FIRST OMNIBUS AGREEMENT, BUT NOT THE LAST
Habemus Omnibus! This week, Member States and the Parliament reached their first agreement on one of the Commission’s six “simplification” packages so far: Omnibus II, dedicated to the InvestEU program. The agreement increases the EU guarantee by €2.9 billion, which is expected to mobilize at least €50 billion in additional investments while claiming to reduce administrative burden for companies and national authorities. However, this is only a first step. Five other Omnibus packages are still under discussion (on defence, food and agriculture, medium-sized companies, and chemicals) and two more are pending. The new initiatives include an environmental Omnibus, expected in late 2025, which could significantly change landmarks laws such as the Empowering Consumers Directive. Meanwhile, certainly the Omnibus I negotiations are not without opposition: activists earlier this week marched from Maastricht to Brussels in three todays to protest against the deregulation wave in the EU. The NGOs warn that simplification will weaken environmental protection, social standards, and human rights and that the whole “simplification” concept is simply a cover-up for deregulation.
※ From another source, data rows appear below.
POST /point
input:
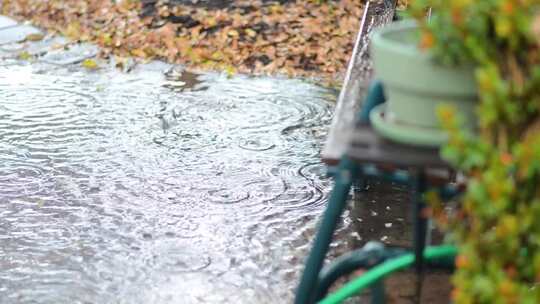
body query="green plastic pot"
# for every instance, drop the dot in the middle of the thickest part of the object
(416, 85)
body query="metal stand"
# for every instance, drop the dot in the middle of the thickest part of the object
(366, 154)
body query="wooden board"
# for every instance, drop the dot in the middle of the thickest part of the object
(357, 79)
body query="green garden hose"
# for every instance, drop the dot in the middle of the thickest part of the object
(379, 272)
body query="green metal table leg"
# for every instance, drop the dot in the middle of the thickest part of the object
(420, 228)
(344, 179)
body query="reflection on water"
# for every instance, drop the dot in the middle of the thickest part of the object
(153, 188)
(145, 188)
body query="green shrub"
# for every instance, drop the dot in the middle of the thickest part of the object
(497, 227)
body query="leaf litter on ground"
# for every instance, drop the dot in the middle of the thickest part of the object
(303, 38)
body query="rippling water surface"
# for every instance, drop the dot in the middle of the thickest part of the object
(146, 188)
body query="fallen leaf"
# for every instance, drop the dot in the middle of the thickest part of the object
(90, 64)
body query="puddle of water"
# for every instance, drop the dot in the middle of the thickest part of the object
(145, 188)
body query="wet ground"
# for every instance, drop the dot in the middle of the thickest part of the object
(153, 187)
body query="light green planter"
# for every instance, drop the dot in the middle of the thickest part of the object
(415, 86)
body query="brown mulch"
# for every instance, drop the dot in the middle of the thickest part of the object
(297, 38)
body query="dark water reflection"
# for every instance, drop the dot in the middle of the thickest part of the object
(140, 188)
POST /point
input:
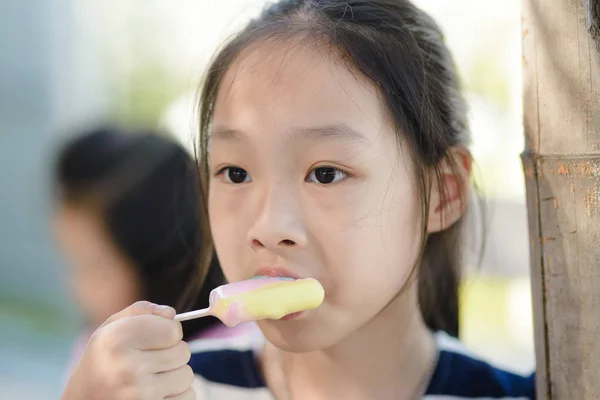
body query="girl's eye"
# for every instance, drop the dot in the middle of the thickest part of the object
(235, 175)
(326, 175)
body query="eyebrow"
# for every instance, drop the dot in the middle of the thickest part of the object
(340, 132)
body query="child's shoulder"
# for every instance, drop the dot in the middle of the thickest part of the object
(463, 375)
(227, 366)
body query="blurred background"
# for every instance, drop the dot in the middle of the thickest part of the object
(67, 63)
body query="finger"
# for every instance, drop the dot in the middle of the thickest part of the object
(189, 394)
(142, 308)
(173, 383)
(168, 359)
(149, 332)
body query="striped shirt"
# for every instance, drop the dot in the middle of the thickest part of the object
(228, 369)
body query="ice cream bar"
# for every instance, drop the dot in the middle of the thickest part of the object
(256, 299)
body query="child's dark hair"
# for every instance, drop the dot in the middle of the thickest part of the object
(402, 51)
(144, 188)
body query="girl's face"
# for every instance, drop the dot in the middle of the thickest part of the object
(103, 281)
(308, 179)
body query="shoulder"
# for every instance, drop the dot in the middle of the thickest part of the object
(460, 374)
(227, 367)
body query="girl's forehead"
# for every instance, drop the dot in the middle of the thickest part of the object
(298, 85)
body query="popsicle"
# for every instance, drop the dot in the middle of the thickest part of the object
(256, 299)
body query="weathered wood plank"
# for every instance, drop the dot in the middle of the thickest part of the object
(561, 88)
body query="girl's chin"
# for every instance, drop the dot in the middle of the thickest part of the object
(295, 337)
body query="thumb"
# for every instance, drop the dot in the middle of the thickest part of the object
(142, 308)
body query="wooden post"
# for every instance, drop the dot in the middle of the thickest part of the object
(561, 65)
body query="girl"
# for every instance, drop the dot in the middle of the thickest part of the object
(335, 143)
(127, 220)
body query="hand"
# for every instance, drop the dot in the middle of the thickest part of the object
(137, 353)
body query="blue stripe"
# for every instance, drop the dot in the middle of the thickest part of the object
(230, 367)
(455, 375)
(463, 376)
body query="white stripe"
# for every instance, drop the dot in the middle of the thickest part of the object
(206, 390)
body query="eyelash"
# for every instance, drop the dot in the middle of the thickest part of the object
(222, 171)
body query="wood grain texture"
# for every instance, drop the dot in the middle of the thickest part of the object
(561, 72)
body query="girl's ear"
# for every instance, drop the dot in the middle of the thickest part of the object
(449, 196)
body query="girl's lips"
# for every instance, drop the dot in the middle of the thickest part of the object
(275, 272)
(291, 316)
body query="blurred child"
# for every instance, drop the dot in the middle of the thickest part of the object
(128, 220)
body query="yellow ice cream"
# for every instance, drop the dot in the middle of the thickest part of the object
(273, 301)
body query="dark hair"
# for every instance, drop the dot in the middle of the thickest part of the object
(145, 189)
(402, 51)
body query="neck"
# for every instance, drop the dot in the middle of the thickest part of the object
(391, 357)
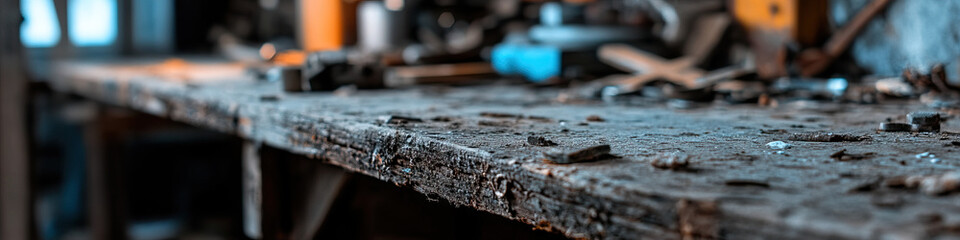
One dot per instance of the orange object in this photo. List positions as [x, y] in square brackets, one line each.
[326, 24]
[773, 24]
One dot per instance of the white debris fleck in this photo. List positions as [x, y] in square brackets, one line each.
[779, 145]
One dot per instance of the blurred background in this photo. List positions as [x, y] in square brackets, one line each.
[179, 182]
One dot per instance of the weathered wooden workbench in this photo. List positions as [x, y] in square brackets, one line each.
[469, 146]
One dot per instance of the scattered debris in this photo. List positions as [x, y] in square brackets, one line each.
[887, 200]
[540, 141]
[936, 184]
[933, 158]
[779, 145]
[894, 87]
[494, 123]
[595, 118]
[394, 119]
[746, 183]
[826, 137]
[773, 131]
[441, 119]
[925, 121]
[895, 127]
[500, 115]
[587, 154]
[672, 160]
[269, 98]
[842, 156]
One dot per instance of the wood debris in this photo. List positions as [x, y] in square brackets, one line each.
[587, 154]
[540, 141]
[936, 184]
[672, 160]
[826, 137]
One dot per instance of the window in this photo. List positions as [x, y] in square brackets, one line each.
[92, 23]
[39, 28]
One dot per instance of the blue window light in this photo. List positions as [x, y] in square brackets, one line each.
[40, 27]
[92, 23]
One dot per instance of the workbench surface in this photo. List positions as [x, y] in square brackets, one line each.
[469, 146]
TRADE FIRST, FORESTS LATER
The EU’s anti-deforestation law is facing another one-year delay, surprisingly announced at the time of finalizing a major trade agreement with Indonesia. Environment Commissioner Jessica Roswall warned that the EU’s IT system will probably not be able to process the billions of messages reporting transactions, downstream obligations and small-package imports once the EUDR takes effect on 30 December this year. The timing is politically sensitive as the EU and Indonesia on the same day announced that they had concluded a “Comprehensive Economic Partnership Agreement” (CEPA), which opens duty-free access to the EU market for Indonesian palm oil and other strategic sectors. For Indonesia’s 2.7 million small-scale palm oil farmers, who manage 40% of the country’s plantations, the regulation is indeed a challenge, as only 8% of them have smartphones capable of running the necessary apps. However, there was a provision in the law that the EU should help producer countries to comply, except that this so far has remained a dead letter. So with a bit of sabotage here and there, and probably two years of delay, place your bets: will we see a live EUDR at all?
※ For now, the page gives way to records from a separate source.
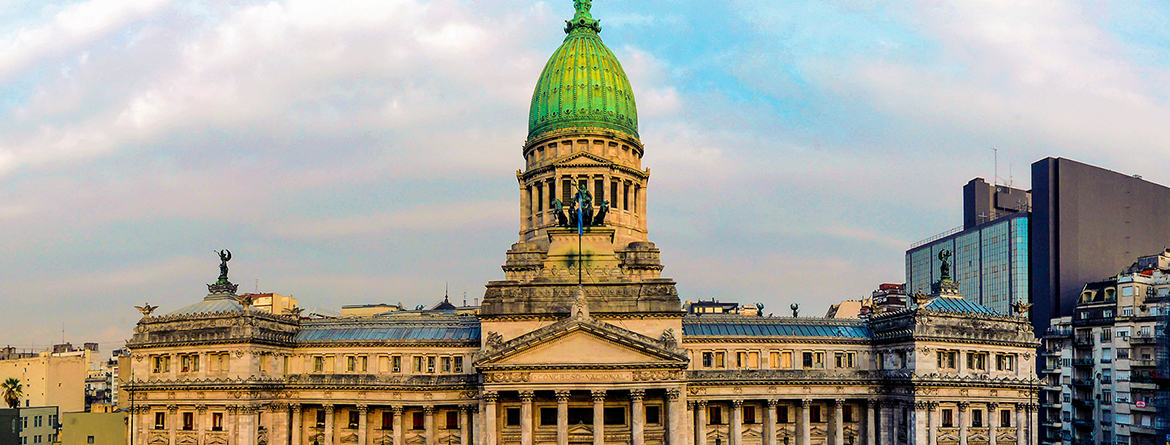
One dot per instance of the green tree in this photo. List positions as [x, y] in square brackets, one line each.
[12, 391]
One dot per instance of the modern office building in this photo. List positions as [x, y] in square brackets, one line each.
[1101, 364]
[990, 252]
[1087, 224]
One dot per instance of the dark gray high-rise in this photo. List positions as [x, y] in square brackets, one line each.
[1088, 224]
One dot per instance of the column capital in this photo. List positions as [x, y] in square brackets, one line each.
[563, 395]
[598, 395]
[637, 395]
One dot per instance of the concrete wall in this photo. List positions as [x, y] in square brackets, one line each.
[1088, 224]
[50, 381]
[105, 428]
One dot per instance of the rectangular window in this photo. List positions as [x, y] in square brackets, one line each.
[714, 416]
[511, 417]
[614, 416]
[653, 415]
[453, 419]
[548, 416]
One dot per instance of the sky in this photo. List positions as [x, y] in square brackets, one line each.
[365, 151]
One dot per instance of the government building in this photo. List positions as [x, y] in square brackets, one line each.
[583, 341]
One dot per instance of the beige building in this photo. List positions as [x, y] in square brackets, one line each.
[94, 428]
[52, 380]
[583, 341]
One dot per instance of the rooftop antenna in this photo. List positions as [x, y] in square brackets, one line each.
[996, 153]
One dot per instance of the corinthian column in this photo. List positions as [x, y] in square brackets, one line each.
[525, 417]
[770, 422]
[805, 430]
[598, 417]
[736, 423]
[563, 417]
[637, 417]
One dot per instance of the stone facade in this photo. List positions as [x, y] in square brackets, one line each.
[582, 342]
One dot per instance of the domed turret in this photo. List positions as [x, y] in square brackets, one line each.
[583, 84]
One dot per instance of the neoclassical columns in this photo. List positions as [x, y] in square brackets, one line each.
[329, 424]
[1020, 422]
[525, 417]
[770, 422]
[963, 422]
[736, 423]
[598, 417]
[871, 428]
[428, 423]
[990, 418]
[637, 417]
[465, 424]
[562, 417]
[675, 406]
[701, 423]
[933, 423]
[295, 435]
[804, 429]
[363, 410]
[489, 418]
[397, 424]
[838, 422]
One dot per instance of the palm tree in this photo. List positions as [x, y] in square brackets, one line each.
[12, 391]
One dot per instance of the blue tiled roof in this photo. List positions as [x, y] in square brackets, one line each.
[413, 330]
[777, 328]
[958, 306]
[211, 305]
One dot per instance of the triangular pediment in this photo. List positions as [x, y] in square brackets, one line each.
[582, 341]
[582, 158]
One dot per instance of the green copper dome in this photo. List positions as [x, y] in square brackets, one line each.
[583, 84]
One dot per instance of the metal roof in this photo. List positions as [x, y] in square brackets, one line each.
[365, 331]
[773, 328]
[211, 305]
[958, 306]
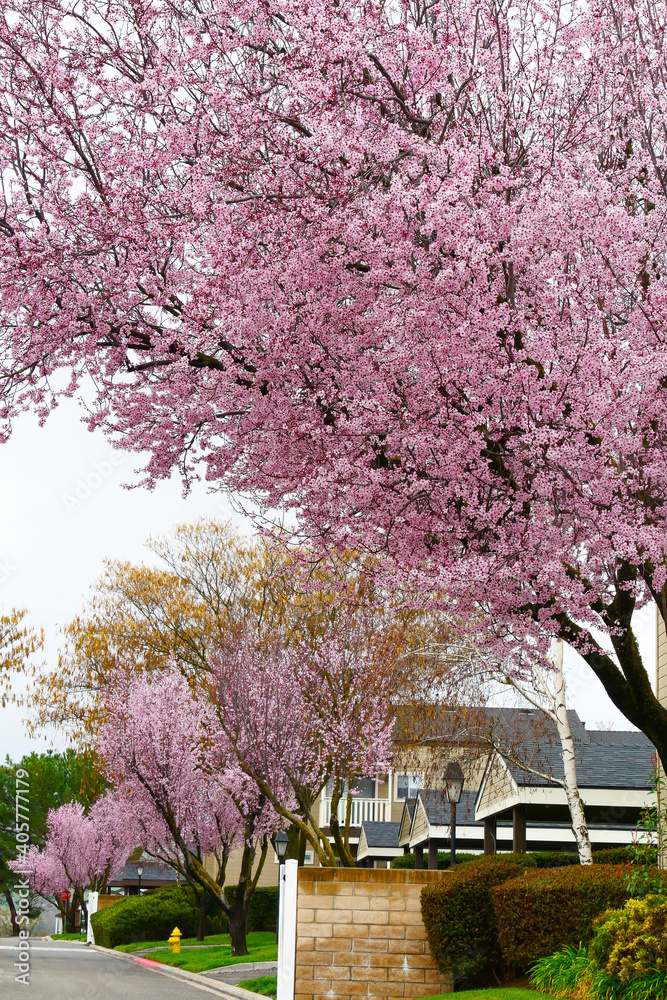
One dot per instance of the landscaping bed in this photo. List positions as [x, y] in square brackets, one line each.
[261, 945]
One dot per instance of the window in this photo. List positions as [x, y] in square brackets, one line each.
[407, 785]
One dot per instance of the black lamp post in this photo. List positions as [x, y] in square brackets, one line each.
[454, 782]
[280, 847]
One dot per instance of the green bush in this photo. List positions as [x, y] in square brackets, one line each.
[632, 942]
[570, 973]
[444, 860]
[147, 918]
[153, 917]
[554, 859]
[549, 908]
[459, 917]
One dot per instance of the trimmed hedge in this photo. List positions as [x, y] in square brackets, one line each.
[460, 920]
[547, 909]
[153, 917]
[444, 860]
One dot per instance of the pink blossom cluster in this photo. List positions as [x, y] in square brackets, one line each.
[401, 266]
[294, 718]
[81, 851]
[158, 745]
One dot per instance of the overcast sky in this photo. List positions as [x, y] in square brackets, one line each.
[64, 510]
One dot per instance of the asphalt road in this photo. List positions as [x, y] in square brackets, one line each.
[64, 970]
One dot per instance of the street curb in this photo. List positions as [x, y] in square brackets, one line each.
[223, 989]
[250, 966]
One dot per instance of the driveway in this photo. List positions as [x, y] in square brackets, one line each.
[65, 970]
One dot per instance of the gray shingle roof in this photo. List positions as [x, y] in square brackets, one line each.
[439, 811]
[603, 760]
[381, 834]
[472, 722]
[152, 871]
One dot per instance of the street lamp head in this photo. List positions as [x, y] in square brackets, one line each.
[454, 781]
[280, 846]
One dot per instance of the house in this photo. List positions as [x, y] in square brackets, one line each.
[615, 777]
[154, 875]
[406, 809]
[378, 844]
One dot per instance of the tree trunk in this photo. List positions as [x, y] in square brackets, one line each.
[201, 919]
[12, 913]
[577, 814]
[237, 927]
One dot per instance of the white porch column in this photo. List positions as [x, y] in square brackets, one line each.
[91, 906]
[289, 876]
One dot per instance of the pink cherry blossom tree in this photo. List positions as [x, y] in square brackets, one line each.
[401, 266]
[158, 745]
[81, 852]
[297, 718]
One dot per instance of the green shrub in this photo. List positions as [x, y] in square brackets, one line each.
[444, 860]
[459, 917]
[147, 918]
[632, 942]
[549, 908]
[568, 973]
[554, 859]
[153, 917]
[263, 907]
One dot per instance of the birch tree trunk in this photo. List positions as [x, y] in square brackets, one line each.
[570, 782]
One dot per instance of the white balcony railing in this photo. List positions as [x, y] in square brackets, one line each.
[372, 810]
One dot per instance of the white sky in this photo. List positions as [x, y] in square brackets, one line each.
[63, 510]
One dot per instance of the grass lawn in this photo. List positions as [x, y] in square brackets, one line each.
[213, 939]
[266, 985]
[504, 993]
[261, 945]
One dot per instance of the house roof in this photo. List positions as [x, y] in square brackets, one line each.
[474, 723]
[439, 811]
[152, 871]
[381, 834]
[603, 760]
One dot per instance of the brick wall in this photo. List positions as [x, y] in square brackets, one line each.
[360, 934]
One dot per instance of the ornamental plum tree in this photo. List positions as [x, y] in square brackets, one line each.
[295, 718]
[81, 852]
[398, 265]
[157, 745]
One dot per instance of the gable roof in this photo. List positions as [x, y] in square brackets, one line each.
[603, 760]
[439, 811]
[475, 723]
[380, 834]
[152, 871]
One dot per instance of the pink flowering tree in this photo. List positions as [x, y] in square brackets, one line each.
[401, 266]
[297, 718]
[158, 745]
[81, 852]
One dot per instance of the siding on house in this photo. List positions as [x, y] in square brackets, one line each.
[269, 874]
[662, 660]
[498, 785]
[420, 828]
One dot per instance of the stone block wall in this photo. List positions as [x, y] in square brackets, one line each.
[360, 934]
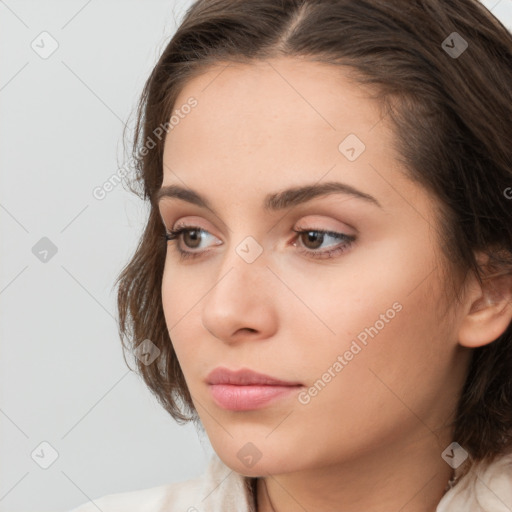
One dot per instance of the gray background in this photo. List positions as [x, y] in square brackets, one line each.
[63, 377]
EU GREEN VOICE FADES AT CLIMATE WEEK
More environmental drama, as the EU toned down its language at the Climate Week that took place in New York this week. Rather than unveiling a revised 2035 climate target as required by the Paris Agreement, EU leaders presented a vague “statement of intent,” delaying concrete decisions. Why? Well something changes in EU politics, with an increasingly powerful and indifferent EPP when it comes to the EU’s climate leadership. Once a bloc that pushed China and the US to raise their game, the EU now appears hesitant and fragmented, with its agenda rewritten by conservative forces. And while President Ursula von der Leyen delivered a speech in New York that lacked substance, China moved forward, even if with baby steps, making modest renewable energy commitments. The reversal of roles was striking: the EU is no longer the climate leader it aspired to be a decade ago, leaving a worrying vacuum on the global stage.